Formato: Online Artículo Texto
Lenguaje:English
Publicado: National Academy of Sciences 2023
Materias:
Acceso en línea:https://www.ncbi.nlm.nih.gov/pmc/articles/PMC10515150/
https://www.ncbi.nlm.nih.gov/pubmed/37695912
http://dx.doi.org/10.1073/pnas.2302653120
Descripción
Sumario:Droplets of alcohol-based formulations are common in applications from sanitizing sprays to printing inks. However, our understanding of the drying dynamics of these droplets on surfaces and the influence of ambient humidity is still very limited. Here, we report the drying dynamics of picoliter droplets of isopropyl alcohol deposited on a surface under controlled humidity. Condensation of water vapor in the ambient environment onto alcohol droplets leads to unexpectedly complex drying behavior. As relative humidity (RH) increases, we observed a variety of phenomena including enhanced spreading, nonmonotonic changes in the drying time, the formation of pancake-like shapes that suppress the coffee-ring effect, and the formation of water-rich films around an alcohol-rich drop.

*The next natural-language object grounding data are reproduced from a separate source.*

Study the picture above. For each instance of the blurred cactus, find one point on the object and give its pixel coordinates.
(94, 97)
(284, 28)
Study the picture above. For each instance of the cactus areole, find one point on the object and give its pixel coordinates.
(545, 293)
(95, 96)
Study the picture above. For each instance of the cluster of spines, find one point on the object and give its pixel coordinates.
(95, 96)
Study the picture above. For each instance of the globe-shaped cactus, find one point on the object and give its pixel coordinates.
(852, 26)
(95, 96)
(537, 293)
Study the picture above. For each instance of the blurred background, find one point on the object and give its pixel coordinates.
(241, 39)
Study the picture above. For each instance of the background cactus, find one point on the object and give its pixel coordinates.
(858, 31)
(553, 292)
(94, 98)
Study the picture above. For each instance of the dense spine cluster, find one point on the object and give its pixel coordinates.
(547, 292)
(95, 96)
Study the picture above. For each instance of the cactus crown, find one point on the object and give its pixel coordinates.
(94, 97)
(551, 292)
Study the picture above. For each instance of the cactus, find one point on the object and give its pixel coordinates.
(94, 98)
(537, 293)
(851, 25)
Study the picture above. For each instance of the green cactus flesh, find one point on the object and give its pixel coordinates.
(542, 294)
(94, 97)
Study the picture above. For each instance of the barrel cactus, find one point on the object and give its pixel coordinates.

We developed a lubrication model that accounts for the coupling between the flow field within the drop, the shape of the drop, and the vapor concentration field. The model reproduces many of the experimentally observed morphological and dynamic features, revealing the presence of unusually large spatial compositional gradients within the evaporating droplet and surface-tension-gradient-driven flows arising from water condensation/evaporation at the surface of the droplet. One unexpected feature from the simulation is that water can evaporate and condense concurrently in different parts of the drop, providing fundamental insights that simpler models based on average fluxes lack. We further observed rim instabilities at higher RH that are well-described by a model based on the Rayleigh–Plateau instability. Our findings have implications for the testing and use of alcohol-based disinfectant sprays and printing inks.